This post will go into more detail about the event that caused Altair to halt block production for over a day and try to share the thought process that helped identify and fix the issue in addition to highlighting the learnings.
First some current Altair relevant context:
- Altair Polkadot/Substrate/Cumulus at v0.9.10
- Altair number of vesting schedules at 4k
Content of the Altair Runtime Upgrade 2:
- Bring node and runtime to Polkadot/Substrate/Cumulus v0.9.12
- Enabling Crowdloan Claiming functionality
- Support for Compressed Runtime WASM
More information about the release: https://github.com/centrifuge/centrifuge-chain/releases/tag/v3.0.0-alpha4
Runtime Upgrade sequence of events:
- Executed Upgrade in Centrifuge’s Charcoal Testnet (connected to Chachacha Relay Chain).
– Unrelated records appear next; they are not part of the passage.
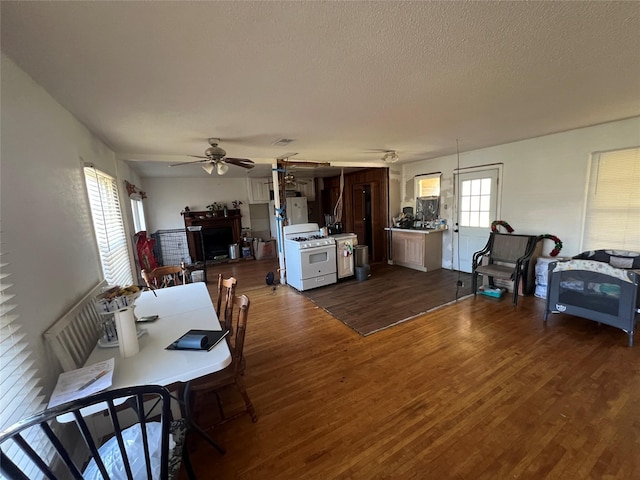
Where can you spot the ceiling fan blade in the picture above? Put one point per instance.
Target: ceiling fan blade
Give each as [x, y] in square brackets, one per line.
[240, 162]
[303, 164]
[188, 163]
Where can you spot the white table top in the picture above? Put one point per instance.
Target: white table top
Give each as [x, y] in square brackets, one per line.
[180, 309]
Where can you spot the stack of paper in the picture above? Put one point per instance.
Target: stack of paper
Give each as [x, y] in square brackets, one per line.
[82, 382]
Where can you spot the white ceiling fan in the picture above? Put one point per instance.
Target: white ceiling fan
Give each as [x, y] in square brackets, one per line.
[390, 156]
[215, 158]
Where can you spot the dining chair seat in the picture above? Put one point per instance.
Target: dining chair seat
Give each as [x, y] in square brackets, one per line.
[166, 276]
[231, 376]
[142, 442]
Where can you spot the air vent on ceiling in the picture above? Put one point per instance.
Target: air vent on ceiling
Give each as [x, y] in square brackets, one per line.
[282, 142]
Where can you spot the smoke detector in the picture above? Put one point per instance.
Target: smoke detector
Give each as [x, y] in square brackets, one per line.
[390, 157]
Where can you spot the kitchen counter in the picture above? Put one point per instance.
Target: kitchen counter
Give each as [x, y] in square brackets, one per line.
[420, 249]
[424, 231]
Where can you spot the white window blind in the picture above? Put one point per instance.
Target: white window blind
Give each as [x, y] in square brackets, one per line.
[108, 226]
[20, 389]
[612, 219]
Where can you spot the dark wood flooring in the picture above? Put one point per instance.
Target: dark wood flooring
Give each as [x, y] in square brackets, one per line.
[391, 294]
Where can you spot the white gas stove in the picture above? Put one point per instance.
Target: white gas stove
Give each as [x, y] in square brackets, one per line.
[310, 258]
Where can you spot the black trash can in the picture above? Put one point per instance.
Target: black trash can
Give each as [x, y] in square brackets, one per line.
[363, 273]
[361, 255]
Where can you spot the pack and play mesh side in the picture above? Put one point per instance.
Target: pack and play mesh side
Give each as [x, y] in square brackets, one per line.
[171, 247]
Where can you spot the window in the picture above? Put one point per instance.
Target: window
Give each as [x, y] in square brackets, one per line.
[20, 389]
[108, 226]
[428, 185]
[613, 201]
[137, 211]
[475, 202]
[427, 189]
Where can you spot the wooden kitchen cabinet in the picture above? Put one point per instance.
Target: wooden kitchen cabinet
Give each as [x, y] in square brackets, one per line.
[417, 249]
[307, 188]
[258, 190]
At this stage, Charcoal had same data set as Altair in terms of content, not data hierarchy (will explain why this was important later on)
- Verified Claiming functionality successfully
- Executed Upgrade in Altair. Block production stopped trying to propose the next candidate.
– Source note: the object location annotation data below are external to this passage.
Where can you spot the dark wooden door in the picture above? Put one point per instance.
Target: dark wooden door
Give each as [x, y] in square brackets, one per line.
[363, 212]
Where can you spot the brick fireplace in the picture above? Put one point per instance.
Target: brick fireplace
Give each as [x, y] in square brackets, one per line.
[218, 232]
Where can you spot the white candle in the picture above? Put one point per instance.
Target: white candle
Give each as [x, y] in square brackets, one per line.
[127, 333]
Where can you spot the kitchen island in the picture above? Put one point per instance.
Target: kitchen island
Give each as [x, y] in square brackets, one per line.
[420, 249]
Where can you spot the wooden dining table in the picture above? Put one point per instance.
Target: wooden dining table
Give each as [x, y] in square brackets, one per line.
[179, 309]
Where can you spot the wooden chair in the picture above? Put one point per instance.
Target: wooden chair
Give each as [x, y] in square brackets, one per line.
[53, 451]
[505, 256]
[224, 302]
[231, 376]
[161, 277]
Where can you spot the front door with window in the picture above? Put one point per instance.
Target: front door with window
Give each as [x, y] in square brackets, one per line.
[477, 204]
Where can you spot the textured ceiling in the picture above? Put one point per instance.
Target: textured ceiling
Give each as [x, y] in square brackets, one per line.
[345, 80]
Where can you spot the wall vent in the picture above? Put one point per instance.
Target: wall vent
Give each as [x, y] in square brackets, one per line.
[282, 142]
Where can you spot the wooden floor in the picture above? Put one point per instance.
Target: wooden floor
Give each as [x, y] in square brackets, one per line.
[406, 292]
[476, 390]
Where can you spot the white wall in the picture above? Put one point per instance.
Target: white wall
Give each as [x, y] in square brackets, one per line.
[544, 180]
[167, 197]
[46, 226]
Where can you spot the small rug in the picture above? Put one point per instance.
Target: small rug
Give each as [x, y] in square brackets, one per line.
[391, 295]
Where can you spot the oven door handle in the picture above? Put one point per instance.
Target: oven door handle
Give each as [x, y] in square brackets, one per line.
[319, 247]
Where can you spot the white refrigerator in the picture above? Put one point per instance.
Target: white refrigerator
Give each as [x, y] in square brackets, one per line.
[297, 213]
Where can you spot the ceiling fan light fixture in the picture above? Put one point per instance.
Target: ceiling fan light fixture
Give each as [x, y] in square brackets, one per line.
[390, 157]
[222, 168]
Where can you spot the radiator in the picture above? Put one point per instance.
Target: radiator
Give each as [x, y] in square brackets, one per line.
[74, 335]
Time to put on the troubleshooting hat:
First we started looking at the logs and noticed that the collators were not able to build the block in the first place:
2021-11-09 15:33:43.004 INFO tokio-runtime-worker runtime::frame-support: [Parachain] ⚠️ Vesting declares internal migrations (which *might* execute). On-chain `StorageVersion(0)` vs current storage version `StorageVersion(0)`
2021-11-09 15:33:43.733 INFO tokio-runtime-worker aura: [Parachain] ⌛️ Discarding proposal for slot 136372668; block production took too long
In the first line, we can see a migration in the Vesting Pallet. This was introduced as part of Substrate v0.9.11 to support multiple vesting schedules and we were inheriting it on our move from v0.9.10 to v0.9.12.
To clarify, we already knew that and we tested it with same data content beforehand on Charcoal, but we couldn’t trigger the same behavior.
In the second log, we can se that a timeout for block proposal was triggered at aroung ~700ms. Now we were wondering what was the maximum block proposal time allowed on the collator side for our Aura implementation:
// We got around 500ms for proposing
block_proposal_slot_portion: SlotProportion::new(1f32 / 24f32), // And a maximum of 750ms if slots are skipped
We had 0.5 seconds (500ms) to propose the block before proposal slot is discarded. Since the block slot is discarded after 0.5s we didn’t know for sure how much longer did the collator need to build it even if there was no time constraint, so we rebuilt the node with a unrealistically high block proposal timeout of 12s so we could know how far we were from the max target:
2021-11-10 11:13:06.600 INFO tokio-runtime-worker runtime::frame-support: [Parachain] ⚠️ Vesting declares internal migrations (which *might* execute). On-chain `StorageVersion(0)` vs current storage version `StorageVersion(0)`
2021-11-10 11:13:12.096 INFO tokio-runtime-worker runtime::frame-support: [Parachain] ✅ no migration for Identity
Well that was not very encouraging. It took roughly 5.5s to wrap up the vesting migration, which is 5s above target. So why we couldn’t identify this behavior during our testing phase? Why did it take 0.3s on Charcoal and 5.5s in Altair?
We started looking at the infrastructure where our collators were running in and couldn’t find an obvious bottleneck neither on Memory, CPU or I/O. Therefore, if the code is the same, the physical resources are the same, the data content is the same, then it had to be something around the data morphology.
Since Altair-Kusama storage trie is significantly bigger than Charcoal-Chachacha then the hierarchical path where the vesting storage is located can be significantly different from one network to another, then the time it can take to iterate over all the vesting schedules can as well increase depending on the location of the vesting schedules storage node. (Thanks to @basti & @rphmeier from Parity for pointing that out)
At this point, we were talking about how to fit 100 shoes in a box of 10, essentially trying to execute 4k vesting schedule migrations in a limited time of 0.5s, we were running out of options to get this through without runtime changes (through Kusama Governance).
So we needed to go from 5.5s to 0.5s, that is an improvement of order 11. We know that running some process in memory vs on SSD can be around 10–100 times faster, so in theory if we run our chain storage in memory we could improve the computation time by that much and potentially hit the 0.5s mark. And that is what we did, we provisioned an instance of 16 cores and 64GB of memory and modified the node code to use an in-memory DB (thanks @rphmeier for the suggestion and @mustermeiszer for the fast plan execution):
Then when running the new node, had to sync up from scratch but since we were using in-memory db it was very fast (800 bps). Slowly the free memory of the host was going down (expected since it had to host the whole DB in it), once the parachain DB was synced up, the node attempted to produce the block and it went through! We were able to decrease the block time from 5.5s to 0.06s (60ms), that is 91x faster in memory than against an SSD.
Summary of Learnings:
- Be aware of every migration that can be inherited from Substrate and assess the impact upfront
- Try to build a similar data storage hierarchy on your test environments before pushing the upgrade on your production ones (not trivial, and we will try to work on that soon)
- Ensure that you follow the suggested host specifications for both running validators and collators
- Good logging around your services to kick off the troubleshooting process
- Even though increasing vertically our host fixed the issue, once the network is big enough this might not be an option. Therefore paying attention and being proactive on the above will save many headaches.
Many thanks to @basti, @rphmeier & @alejandro @ Parity Technologies for being responsive and helpful on this matter.